Multi-rotor design – Building a DIY Drone

Choosing to design your own drone, means choosing motors, ESC's, flight control and frame. In this page we're just going to look at brushless motors and what they will support.

Thrust

Most online hobby retailers will provide a thrust table for each of their motors. I've listed an example table below, along with a commonly used motor.

Example thrust table:
2212ThrustTable

Example Specifications:
KV ----------------------------------------------- 920
Configuration -------------------------------- 12N14P
Shaft Diameter ------------------------------- 3mm
Motor Dimension(Dia.*Len) -------------- Φ28х24
Weight(g) --------------------------------------- 48g
ldle current(10)@10v(A) ------------------- 0.4A
No.of Cells(Lipo) ----------------------------- 3-6S
Max Continuous current(A)180S ------- 20A
Max Continuous Power(W)180S -------- 400W
Max. efficiency current --------------------- (3-10A)>85%
internal resistance --------------------------- 62mΩ

The 2212/920KV motor is classically found in DJI Phantoms I and II. The only part of this information that is not of use is the shaft diameter, because the prop adapter is part of the bell.

The thrust from a quad copter's motors is best considered at a minimum of half of the weight of the aircraft, including batteries. 7.2A is about half the maximum current this motors will take, I wouldn't go to 20A. So the aircraft could weigh 2.6Kg and fly OK.

Weight

2.6 kg is rather heavy and 6 minutes is not really enough flight time. The battery will be operating at 10 C in a hover. That's where the six minutes comes from. Even though we have chosen a 20C battery the battery won't last long used like this. So the aircraft would have to be significantly lighter to obtain a reasonable flight time. A 1 kg craft, would be a much better option.The DJ I Phantom is about this weight. But it doesn't include a camera and gimbal.That's why DJI chose this motor for the phantom.

Weight accessment
1. motors 48g x 4
2. ESCs 30g x 4
3. Propellers 15g x 4
4. 3000mAh 3S battery 240g

Total=612g

The frame, flight control and receiver, will make up the rest of the weight. We had about 400g to work with.This is a fairly tight ask, but do-able.

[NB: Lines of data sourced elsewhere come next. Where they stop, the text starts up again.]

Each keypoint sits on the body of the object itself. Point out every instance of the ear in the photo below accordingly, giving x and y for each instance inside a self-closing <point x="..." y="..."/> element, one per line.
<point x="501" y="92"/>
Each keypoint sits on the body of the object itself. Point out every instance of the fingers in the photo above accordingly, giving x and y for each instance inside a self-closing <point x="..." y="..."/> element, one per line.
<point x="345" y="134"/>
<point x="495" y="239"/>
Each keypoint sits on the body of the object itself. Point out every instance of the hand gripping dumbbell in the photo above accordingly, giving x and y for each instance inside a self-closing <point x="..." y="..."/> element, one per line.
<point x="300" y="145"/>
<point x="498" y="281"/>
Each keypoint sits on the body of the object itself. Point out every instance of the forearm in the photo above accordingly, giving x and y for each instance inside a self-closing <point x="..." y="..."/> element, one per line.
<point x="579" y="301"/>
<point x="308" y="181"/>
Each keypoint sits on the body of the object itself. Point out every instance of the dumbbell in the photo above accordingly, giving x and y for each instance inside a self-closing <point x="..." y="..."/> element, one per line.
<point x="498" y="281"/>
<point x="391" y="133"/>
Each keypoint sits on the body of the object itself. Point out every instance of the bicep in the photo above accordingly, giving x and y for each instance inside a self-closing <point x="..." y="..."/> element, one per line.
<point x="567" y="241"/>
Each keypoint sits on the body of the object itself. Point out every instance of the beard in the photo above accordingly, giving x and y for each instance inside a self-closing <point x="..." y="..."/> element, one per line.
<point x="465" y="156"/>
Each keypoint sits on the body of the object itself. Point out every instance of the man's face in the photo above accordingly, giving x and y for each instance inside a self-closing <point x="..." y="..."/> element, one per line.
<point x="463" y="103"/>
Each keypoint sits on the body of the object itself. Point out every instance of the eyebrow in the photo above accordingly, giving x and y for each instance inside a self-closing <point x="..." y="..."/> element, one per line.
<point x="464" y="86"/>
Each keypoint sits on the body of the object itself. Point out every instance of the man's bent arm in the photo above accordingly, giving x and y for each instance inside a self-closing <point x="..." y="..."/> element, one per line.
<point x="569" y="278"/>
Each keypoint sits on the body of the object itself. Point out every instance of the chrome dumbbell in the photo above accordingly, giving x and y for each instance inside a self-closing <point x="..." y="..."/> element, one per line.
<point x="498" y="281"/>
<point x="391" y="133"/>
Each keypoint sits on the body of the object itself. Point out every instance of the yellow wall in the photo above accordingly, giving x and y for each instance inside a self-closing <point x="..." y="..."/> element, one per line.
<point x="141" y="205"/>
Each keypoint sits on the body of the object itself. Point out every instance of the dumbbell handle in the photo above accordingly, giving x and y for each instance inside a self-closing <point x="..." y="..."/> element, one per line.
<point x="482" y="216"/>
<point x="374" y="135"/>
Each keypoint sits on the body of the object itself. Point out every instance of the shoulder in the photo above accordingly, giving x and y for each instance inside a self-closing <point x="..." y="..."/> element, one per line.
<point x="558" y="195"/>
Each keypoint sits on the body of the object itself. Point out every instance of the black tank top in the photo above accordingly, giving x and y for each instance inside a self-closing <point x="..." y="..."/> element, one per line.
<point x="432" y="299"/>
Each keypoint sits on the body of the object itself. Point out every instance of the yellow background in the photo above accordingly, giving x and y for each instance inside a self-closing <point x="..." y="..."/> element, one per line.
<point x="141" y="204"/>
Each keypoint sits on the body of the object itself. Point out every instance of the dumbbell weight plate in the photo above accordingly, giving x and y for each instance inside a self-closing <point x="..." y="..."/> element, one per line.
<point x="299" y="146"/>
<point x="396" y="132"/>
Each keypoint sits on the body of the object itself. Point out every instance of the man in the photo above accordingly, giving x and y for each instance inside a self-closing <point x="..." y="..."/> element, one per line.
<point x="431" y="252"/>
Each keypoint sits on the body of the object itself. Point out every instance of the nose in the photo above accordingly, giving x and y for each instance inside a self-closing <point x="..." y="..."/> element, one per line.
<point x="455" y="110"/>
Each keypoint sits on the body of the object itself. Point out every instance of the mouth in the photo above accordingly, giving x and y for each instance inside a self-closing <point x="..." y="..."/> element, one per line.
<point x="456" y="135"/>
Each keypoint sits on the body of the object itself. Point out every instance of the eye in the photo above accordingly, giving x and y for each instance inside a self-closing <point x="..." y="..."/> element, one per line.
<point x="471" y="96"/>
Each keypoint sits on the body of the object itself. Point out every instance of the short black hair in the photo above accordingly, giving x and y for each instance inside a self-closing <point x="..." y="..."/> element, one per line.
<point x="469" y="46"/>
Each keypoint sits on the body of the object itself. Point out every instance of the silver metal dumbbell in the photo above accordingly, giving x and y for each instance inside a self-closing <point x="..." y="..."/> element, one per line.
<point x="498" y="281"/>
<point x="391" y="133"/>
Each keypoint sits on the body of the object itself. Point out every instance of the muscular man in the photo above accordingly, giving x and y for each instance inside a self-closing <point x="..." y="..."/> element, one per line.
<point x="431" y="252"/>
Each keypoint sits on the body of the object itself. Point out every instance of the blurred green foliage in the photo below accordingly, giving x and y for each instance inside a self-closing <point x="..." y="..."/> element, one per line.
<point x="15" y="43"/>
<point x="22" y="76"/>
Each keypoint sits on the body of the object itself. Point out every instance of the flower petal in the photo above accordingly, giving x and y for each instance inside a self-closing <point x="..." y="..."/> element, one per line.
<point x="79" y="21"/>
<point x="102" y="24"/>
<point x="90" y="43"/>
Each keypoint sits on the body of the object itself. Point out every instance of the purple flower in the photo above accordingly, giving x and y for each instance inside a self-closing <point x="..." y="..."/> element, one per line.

The camera and gimbal will constitute a payload of ~300g. A reasonable quality gimbal will be 160g – 210g and GoPro Hero 4 about +75g, depending on the model.

In total have a weight of around about 1300 g. This is a about half of that calculated maximum weight. This should take our flight time to about 12 minutes with a camera and gimbal. My experience is, that you can usually take this up to about 15 minutes. As the battery ages and this will decrease again.(note: I don't own a Phantom)

Agian, you can see in this description, why DJI chose this motor for its DJI Phantom I. Many copycat manufacturers, have use this model to produce their own.If you wish you can use this model to produce your own DIY version.But it is more important to understand the process by which you calculate what you require in a motor, propellers etc.

The most important factors here are thrust versus weight of motors and supporting hardware. Air time is not just dependent on the capacity of the battery.The batteries weight increases with its capacity. This is counter-productive.

Propellers

Larger propellers are often more efficient. Large propellers require a large talk from the motor.Larger talk motors usually have a larger diameter. This is because the magnets have leverage over the driveshaft. This leverage converts to talk. Low torque motors produce heat if they can't cope with the talk requied by the propellers. So just applying larger propellers will not usually solve your problem. You need to match the propellers to the motors or vice versa. I'll deal with this calculation in our later article.

The thrust table provided by the supplier is so valuable that it would have to effect choice of motor in the design process. You can make your own but this could be very time consuming.

Conclusion

Please note that the above scenario is one of a few possible scenarios, based on the thrust table. The whole idea is you can build anything you can imagine, to know if it will fly you need to apply the principles above. Good luck and be persistent.